Time spent on business

She and other council members said they spend 10 to 20 hours a week on council business for 52 weeks a year, attending council subcommittee meetings and other community meetings that keep them informed about what’s going on in the city, as well as simply talking to constituents at the store or on the street.

All said it would possible to be effective with absences from town, adding that success depends upon the person.

But they said that a concerted effort would be required from a council member who is gone from Port Angeles for half the time for three straight months.

“I find that being a council person is more time consuming than you anticipate,” Kidd said.

“I find that if I don’t put in time on the committees, I’m not as effective a council person as I want to be.”

But Wharton said she believes Little can pull it off.

“What I do know about Larry is that he is very tuned in computer-wise and phone-wise, and very easy to be in touch with,” she said.

But she said using a speaker-phone to attend meetings is less desirable than being there in person.

“I have to be at most council meetings in person, I really do,” Wharton said. “It’s important to attend meetings, but I think Larry is going to make this work.”

An important part of the job, she added, is talking to people on the fly.

Recently, while at her daughter’s elementary school, Wharton engaged in a 30-minute impromptu conversation with a parent about William Shore Memorial Pool.

The city is in the process of handing the pool over to a new, voter-approved taxing district.

But outgoing City Council member and former Mayor Karen Rogers said she would not be effective under that schedule.

“I work on council matters everyday,” she said. “If I’m not attending a meeting, I’m researching material. I personally put a lot of work into it, because I believe that’s what the city elected me to do.”

When she was mayor, she worked on council business at least 30 hours a week, she said.

Outgoing council member and current Mayor Gary Braun, in his 16th year, said council subcommittee meetings alone can last three hours.

He’s on a half-dozen such panels.

‘Always a lot going on’

“It always seems like there’s a lot going on, and that seems like it’s just part of being part of the council,” he said.

“People who have not been on the council need a clear understanding of that. It’s not just two meetings each month for four years. That’s just not the way it works.”

Council member Dan Di Guilio, elected in 2008, pointing out that the council’s entire regular-meeting packet of information is on the city Web site, said that face-to-face discussion “is always better than over the telephone.”

As to whether Little would be able to keep up, “It will be harder, but it will be possible, I would think,” Di Guilio said.

In an e-mail, outgoing council member Larry Williams calculated the amount of time he spends on council business.

Williams, who refused to be interviewed for this story, included meeting attendance, visits to city hall and the 200 or so e-mails he reads every week.

’20 hours a week’

“You can figure on a solid 20 hours a week as long as everything is running smoothly,” Williams said.

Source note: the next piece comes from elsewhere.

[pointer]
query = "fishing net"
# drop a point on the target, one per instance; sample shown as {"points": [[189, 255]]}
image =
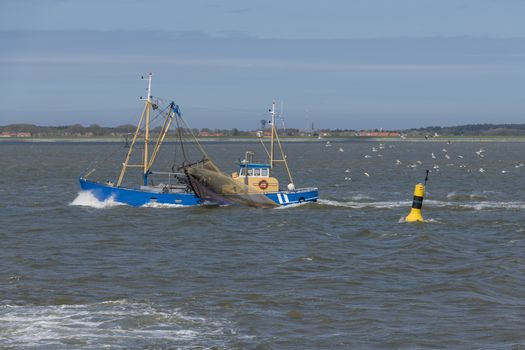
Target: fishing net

“But most importantly, none of this discussion figures in at least doubling your time for each time you get gas or groceries as people bend your ear about one thing or another.

“That is probably the most critical interface needed to really do the job, and something you totally miss when you are out of the area.”

Council member Don Perry, also in his second year, said he averages 20 hours a week working on council business, and sometimes more than that.

If someone were gone two weeks a month for three straight months, “you could keep up with it,” Perry said.

A council position under Port Angeles’ council-manager form of government automatically becomes vacant if a council member fails to attend three consecutive regular council meetings without being excused by the council, said state Auditor’s Office spokeswoman Cheryl Moss.

In that case, the council would appoint a replacement, and voters would cast ballots to fill the position during the next odd-year election.

But city council members are rarely removed under the law — the key being the excuse.

“I would think, if they like the person, they could be excused,” Moss said.

“There’s a lot of ways to get around this, I would imagine.”